11 kasım ankara biz daha ölmedik iki zirvesi

entry69 galeri
    65.
  1. Vol 1. 'içimdeki apaçi'

    herşey bursa biz daha ölmedik zirvelerinden birinde, 'ulan yine ölemedik, madem bursada ölünmüyor gidelim bari ankarada deneyelim.' düşüncesinin arjantin bardaklardan yola çıkıp, ağzımızda lezzet bırakarak kanımıza karışmasıyla başladı. ya da o fikir içimizde hep vardı da biz arjantin bardaklarımızdaki günaha davet sıvısını tüketerek içimizde kaçamak yapmaya hazır potansiyel deliyi katalize ettik.

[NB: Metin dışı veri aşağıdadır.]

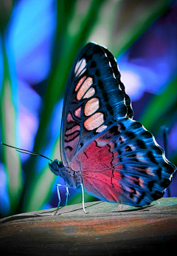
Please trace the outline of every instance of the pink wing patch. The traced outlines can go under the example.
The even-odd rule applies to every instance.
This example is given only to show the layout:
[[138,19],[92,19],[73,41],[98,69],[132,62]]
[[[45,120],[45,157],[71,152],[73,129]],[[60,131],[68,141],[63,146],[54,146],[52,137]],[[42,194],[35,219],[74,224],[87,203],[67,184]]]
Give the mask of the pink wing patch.
[[[80,110],[77,110],[77,115],[80,115]],[[80,127],[72,117],[70,113],[68,114],[66,126],[64,134],[64,147],[67,154],[68,161],[71,161],[74,155],[75,148],[80,140]]]
[[[108,135],[109,132],[106,132]],[[122,194],[119,181],[119,172],[122,169],[114,144],[99,137],[90,143],[77,159],[72,161],[72,169],[77,169],[77,161],[81,163],[83,185],[87,192],[98,198],[110,202],[119,202]]]

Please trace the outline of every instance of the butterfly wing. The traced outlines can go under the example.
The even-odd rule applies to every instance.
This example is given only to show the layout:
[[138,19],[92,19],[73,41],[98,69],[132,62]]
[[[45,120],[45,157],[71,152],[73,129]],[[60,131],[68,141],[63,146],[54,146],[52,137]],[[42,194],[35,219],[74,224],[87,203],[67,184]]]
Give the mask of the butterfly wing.
[[60,144],[64,166],[70,166],[93,137],[126,116],[131,118],[133,110],[115,58],[105,47],[88,44],[75,61],[65,94]]
[[73,169],[78,162],[89,194],[135,206],[162,198],[176,169],[152,134],[130,118],[118,121],[78,152]]
[[67,84],[61,129],[64,166],[101,200],[144,206],[161,198],[176,167],[152,134],[132,120],[115,58],[88,44]]

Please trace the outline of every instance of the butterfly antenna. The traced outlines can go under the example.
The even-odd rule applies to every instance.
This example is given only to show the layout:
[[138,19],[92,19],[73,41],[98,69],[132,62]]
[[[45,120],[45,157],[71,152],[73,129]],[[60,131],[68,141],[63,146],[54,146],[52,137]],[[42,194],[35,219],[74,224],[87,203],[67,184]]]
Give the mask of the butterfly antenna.
[[38,156],[42,156],[43,158],[45,158],[48,159],[48,160],[49,160],[49,161],[51,161],[52,162],[52,160],[51,160],[50,158],[49,158],[46,156],[43,155],[41,154],[36,153],[35,152],[19,149],[18,147],[15,147],[15,146],[13,146],[7,145],[5,143],[2,143],[2,142],[1,142],[1,144],[7,146],[12,147],[13,149],[15,149],[16,151],[20,152],[21,153],[32,155],[38,155]]

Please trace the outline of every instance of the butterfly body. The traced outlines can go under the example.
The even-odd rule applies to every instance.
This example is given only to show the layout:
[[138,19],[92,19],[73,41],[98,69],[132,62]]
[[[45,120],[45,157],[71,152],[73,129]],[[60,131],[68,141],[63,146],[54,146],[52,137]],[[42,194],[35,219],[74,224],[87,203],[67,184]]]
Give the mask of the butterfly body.
[[66,185],[103,201],[135,206],[163,196],[176,166],[152,134],[133,119],[117,61],[88,44],[72,70],[64,98],[62,162],[50,169]]

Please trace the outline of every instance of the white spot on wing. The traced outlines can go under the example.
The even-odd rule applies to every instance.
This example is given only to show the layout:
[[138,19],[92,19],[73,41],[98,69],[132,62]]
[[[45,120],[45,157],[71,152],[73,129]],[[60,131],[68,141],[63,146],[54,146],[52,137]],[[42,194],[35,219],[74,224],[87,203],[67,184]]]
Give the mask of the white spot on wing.
[[80,61],[77,62],[74,74],[75,76],[81,75],[86,70],[86,61],[85,58],[82,58]]
[[91,87],[85,94],[83,98],[90,98],[91,96],[93,96],[95,93],[95,90],[94,89],[94,87]]
[[103,124],[100,127],[98,127],[98,129],[97,129],[96,132],[101,132],[104,131],[104,129],[105,129],[107,127],[107,125]]
[[92,98],[88,100],[84,108],[84,114],[86,115],[91,115],[99,109],[99,99],[97,98]]
[[84,127],[88,131],[99,127],[104,123],[103,114],[97,112],[86,119],[84,122]]

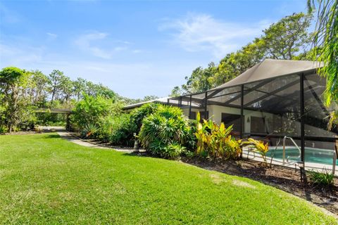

    380 kilometrelik yolculuk süresince kafamın içindeki minik tilki;

    - deli misin lan? gidiyorsun da nereye gidiyorsun. 2 bira içmek için değer mi?

    diye beyinciğime beğinciğime kerkinip dursa da, bursa zirvelerinde saatin 12 olmasıyla bal kabağına dönüşmemek için koşturarak mekanı terkeden yazarlara inat, bir fayton konforunu mumla aratan arabamızın rahatsızlığına inat, bir de o kerktiğimin tilkisine inat geldim oralara.

    yok efendim kabile bar, bilmem ne sokağına girin yürümeye başlayın zaten yukarıda göreceksiniz. tabi yok öyle bi panel. kutup yıldızı mı lan bu yukarı bakınca görelim. Bi alt sokak, bi yan kapı, bi üst kat derken sora sora bulduk buluşma noktasını daldık içeri. kabilenin yöresel silahının dart olduğu girer girmez çarptı gözümüze ki muhtemelen köşelerden birinde uzuca bi süre yalnız başına dart oynayan yağlı saçlı kızın da bundaki etkisi büyük. az ilerde bizi bekleyen kalabalığa doğru ilerledik, tabi tilki çekilmiş beynimin içinde bi soteye kerkiniyor da kerkiniyor. 'bu mu lan? nerde ankara havaları, nerde seke seke oynayan kamyoncu suratlı anlara kons'ları? rakılar? mezeler? namık? turgut?'.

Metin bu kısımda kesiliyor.